It is a passing parade in stained glass of the great and the good, and some who were just plain rich, that has survived fire and war. Yesterday, they brought in the window cleaners.
York Minster, home to the largest single collection in England of medieval glazing, whose scale means that restoration is a job that never ends, began work on removing 72 window panels from 70ft above the South Quire Aisle, which have not been seen in close-up since the Second World War.
Then, they were removed to the safety of country homes across Yorkshire for the duration. Ironically, many of the houses that had been their sanctuary were themselves destroyed when the peace came, written off by their owners to pay off the post-war death duties.
The panels, painted in the early 1400s, depict the triumph of Christianity in the North, and the Minster’s role in it. They are being cleaned and repaired as part of a 20-year project to protect all the cathedral’s 128 medieval windows from the environment.
“Each window has a Pope in the centre light, two Kings and two Archbishops – a series of historical figures, some more easily identified than others,” said Sarah Brown, director of York Glaziers’ Trust.
“It’s extraordinary – the quality of some of the heads is outstanding. They’re not quite life-sized, but they’re not far off. And you’re gazing face-to-face at figures that haven’t been seen since the 1930s. It’s a real thrill.”
Beneath each figure is a shield of arms representing lordly families of the day who paid towards the cost of the glazing.
“The Minster would always have wished to flatter the great and the good, particularly the King.

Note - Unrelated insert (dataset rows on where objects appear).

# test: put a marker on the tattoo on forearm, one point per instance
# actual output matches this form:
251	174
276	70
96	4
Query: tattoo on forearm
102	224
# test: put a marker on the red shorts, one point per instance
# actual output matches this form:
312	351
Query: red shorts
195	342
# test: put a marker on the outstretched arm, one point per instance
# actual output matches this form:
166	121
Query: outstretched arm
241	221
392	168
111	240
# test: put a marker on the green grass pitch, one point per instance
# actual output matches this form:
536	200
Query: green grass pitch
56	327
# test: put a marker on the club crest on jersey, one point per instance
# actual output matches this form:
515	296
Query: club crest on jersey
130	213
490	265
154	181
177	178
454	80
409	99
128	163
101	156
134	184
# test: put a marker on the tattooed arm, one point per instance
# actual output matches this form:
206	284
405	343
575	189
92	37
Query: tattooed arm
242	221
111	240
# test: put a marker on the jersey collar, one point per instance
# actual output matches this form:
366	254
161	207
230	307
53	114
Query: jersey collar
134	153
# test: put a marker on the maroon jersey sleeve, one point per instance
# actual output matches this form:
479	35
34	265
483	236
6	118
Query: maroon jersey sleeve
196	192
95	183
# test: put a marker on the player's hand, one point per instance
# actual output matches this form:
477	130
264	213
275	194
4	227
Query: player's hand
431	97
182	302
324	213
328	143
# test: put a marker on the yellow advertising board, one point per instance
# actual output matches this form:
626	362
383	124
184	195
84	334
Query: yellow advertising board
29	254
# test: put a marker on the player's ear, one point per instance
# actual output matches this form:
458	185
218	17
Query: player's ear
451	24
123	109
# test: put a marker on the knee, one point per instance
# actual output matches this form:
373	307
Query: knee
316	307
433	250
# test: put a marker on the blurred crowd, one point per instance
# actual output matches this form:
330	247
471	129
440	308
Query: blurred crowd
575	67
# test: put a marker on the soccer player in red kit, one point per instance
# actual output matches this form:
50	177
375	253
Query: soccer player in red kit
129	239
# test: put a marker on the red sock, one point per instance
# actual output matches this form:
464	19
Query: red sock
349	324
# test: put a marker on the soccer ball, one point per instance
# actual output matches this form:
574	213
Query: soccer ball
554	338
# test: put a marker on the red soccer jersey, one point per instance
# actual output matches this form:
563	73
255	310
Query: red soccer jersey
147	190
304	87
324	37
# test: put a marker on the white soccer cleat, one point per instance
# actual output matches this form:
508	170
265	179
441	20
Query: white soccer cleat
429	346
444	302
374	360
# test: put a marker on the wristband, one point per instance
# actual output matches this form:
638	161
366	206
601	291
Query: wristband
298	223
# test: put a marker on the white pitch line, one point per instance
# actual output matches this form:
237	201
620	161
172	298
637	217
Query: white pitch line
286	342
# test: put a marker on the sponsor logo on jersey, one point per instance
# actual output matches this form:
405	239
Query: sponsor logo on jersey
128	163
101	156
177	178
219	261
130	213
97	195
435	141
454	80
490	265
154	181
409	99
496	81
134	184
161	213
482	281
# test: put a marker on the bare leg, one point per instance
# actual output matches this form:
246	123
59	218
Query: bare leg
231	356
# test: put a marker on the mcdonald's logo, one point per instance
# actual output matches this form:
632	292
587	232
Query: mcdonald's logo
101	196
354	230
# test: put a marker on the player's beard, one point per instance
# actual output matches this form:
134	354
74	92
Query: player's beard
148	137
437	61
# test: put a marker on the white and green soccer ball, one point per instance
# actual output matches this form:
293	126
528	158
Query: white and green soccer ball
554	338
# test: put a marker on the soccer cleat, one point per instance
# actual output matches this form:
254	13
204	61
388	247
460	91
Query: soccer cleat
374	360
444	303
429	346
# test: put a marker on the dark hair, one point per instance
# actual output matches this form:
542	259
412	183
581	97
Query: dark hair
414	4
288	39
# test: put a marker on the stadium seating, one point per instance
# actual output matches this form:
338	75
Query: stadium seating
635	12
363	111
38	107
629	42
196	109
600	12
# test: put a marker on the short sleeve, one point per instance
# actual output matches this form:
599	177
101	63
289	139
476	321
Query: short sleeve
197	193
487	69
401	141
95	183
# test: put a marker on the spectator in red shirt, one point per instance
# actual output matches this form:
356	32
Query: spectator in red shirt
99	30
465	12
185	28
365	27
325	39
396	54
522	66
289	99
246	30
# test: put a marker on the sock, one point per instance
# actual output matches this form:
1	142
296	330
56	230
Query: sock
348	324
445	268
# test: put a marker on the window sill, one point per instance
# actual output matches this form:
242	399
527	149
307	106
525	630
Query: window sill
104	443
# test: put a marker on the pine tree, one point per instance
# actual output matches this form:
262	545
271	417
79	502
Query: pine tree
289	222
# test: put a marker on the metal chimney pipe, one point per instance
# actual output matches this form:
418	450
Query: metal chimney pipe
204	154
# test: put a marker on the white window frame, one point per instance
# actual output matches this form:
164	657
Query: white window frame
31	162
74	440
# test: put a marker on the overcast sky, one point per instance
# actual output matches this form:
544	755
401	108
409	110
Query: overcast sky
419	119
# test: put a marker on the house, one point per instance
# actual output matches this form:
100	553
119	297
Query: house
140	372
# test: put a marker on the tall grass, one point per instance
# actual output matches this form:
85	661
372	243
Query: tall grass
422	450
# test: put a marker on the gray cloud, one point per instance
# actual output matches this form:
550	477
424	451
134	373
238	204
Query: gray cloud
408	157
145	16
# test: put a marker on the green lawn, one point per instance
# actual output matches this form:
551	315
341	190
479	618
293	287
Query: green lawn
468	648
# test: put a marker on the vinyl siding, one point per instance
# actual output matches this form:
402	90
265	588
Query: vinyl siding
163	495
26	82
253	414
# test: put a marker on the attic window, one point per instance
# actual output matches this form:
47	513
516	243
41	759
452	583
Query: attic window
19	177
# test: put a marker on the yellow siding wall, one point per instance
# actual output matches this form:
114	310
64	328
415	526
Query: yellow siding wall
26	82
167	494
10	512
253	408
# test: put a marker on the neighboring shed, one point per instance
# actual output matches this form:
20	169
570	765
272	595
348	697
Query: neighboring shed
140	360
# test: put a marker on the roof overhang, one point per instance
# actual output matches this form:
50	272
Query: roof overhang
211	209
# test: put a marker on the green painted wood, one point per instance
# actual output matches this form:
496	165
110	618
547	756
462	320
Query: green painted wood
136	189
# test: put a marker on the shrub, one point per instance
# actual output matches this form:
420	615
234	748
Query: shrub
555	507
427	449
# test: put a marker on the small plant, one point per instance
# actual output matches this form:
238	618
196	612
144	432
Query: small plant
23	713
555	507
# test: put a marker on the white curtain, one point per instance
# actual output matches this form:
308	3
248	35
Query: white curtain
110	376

But in some cases, we think that the shields do represent specific personal gifts,” Ms Brown said.
The most notable medieval benefactor is immortalised at the other side of the cathedral, where the St William Window, dedicated to York’s only saint, betrays a likeness of its donor, Beatrice, Dowager Countess of Ros, kneeling in the bottom right-hand corner.
The windows that will now spend the rest of the year being intensively cleaned, still bear the scars of the fire that destroyed part of the Minster in 1829, when Jonathan Martin entered the Minster on what he would claim was a mission from God to rid it of wickedness, and set light to anything that would burn.
“One of our concerns is to stabilise all the glass,” said Ms Brown, whose team will use modern adhesives to seal the micro-cracks that the panes retain from the fire.
“It’s just a real privilege to be handling real outstanding works of art like this. And of course the Minster is full of them,” she said.
Funding for the £11m project has come partly from the National Lottery Heritage Fund, which will match every £1 raised from the public. A sound-and-light projection at the Minster in the autumn will swell the coffers.